Behind the Mask by David Gelber, MD

Tuesday, August 02, 2011

Title: Behind the Mask
Author: David Gelber, MD
Genre: Nonfiction, medical memoir
Publisher: Ruffian Press, 2011
Source: NetGalley

Shows like E.R. and House have captured audiences for years, bringing people into the complex, harried world of the hospital. Gelber, a general surgeon and blogger, demystifies and explicates the inner workings of a surgery (and the surgeons who perform them) in a series of short essays that cover pre, during, and post-surgery, as well as a few humorous sketches thrown in for fun.

I was surprised by how much I enjoyed this book, to be honest. When I saw it on NetGalley several months ago and requested it, I felt like it was something I should read as a future medical professional, but didn't expect to be entertained. I imagined the book would be more like a textbook - I would learn some things, get some good lessons from it, write a review, and move on. However, many of Gelber's sketches piqued my interest and drew me in to the OR, a place I've never considered working, and his humorous chapters at the end of the book had me laughing out loud as I read it on the treadmill.

Dr. Gelber describes the experiences of late-night calls to the hospital, breaking tragic news to patients, getting sprayed by an unclamped blood vessel, and choosing which hair covering to wear before entering the OR with personality and clarity. While I am not the best judge of whether the text was too weighed down with jargon, as I am familiar with most of the terms he used, he seemed very conscientious about explaining various diseases and procedures and also included a glossary at the end of the book. He kept his anecdotes simple and interesting, choosing experiences that were illustrative of the concepts he was trying to explain.

I also appreciated his chapter on nurses, in which he quoted a chauvinistic, albeit talented, surgeon that had been his mentor and had advocated being more specific in medical orders because nurses were supposed to follow orders, not think. Um, excuse me? I was getting a bit riled up until Dr. Gelber explained that he thought this was a chauvinistic approach and that nurses' critical thinking skills were essential in providing the best care to patients. Thank you, Dr. Gelber. He is married to a nurse, and I imagine his wife ascertained from the beginning that her husband didn't view nurses as humble handmaidens scurrying to follow the handsome doctor's command.

There were several grammatical errors in the book, which may have been partially because I was reading an advance copy that had not been edited. They were distracting at times, although I tend to be a bit more forgiving of such things with memoirs - I feel it goes with the territory, whether that is as it should be or not.

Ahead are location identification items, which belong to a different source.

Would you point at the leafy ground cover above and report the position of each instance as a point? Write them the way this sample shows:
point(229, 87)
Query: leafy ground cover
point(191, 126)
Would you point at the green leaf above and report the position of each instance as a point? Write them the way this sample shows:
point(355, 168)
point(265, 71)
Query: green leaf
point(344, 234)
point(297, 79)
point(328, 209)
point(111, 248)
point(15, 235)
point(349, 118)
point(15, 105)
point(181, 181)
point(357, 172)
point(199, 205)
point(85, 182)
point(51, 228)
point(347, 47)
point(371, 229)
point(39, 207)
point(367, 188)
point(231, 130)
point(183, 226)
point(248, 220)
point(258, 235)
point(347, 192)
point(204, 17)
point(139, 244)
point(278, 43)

Overall, this was an enjoyable read and a good glimpse into the life of a surgeon. It has a few flaws, but is a good choice for readers who have a strong interest in the subject.

3.25 stars

Warnings: None


  1. Thank you so much for taking the time to review my book. I hope you have a successful career in the medical world. Sorry about the grammar. I think most of the errors are fixed in the final version.

    Dr. Gelber

  2. Dr. Gelber -

    It was a pleasure to read. And I can't imagine writing an entire book without making grammatical errors - I am sure there are many in my post.

  3. I saw this on Netgalley. You make it sound interesting.

    So funny about the hair coverings! Honestly, choosing which hair covering to wear before going into the OR is one of the most stressful things ever. Haha! Surgery and high-risk obstetrics, I can handle with ease. Those awful hair coverings...ugh.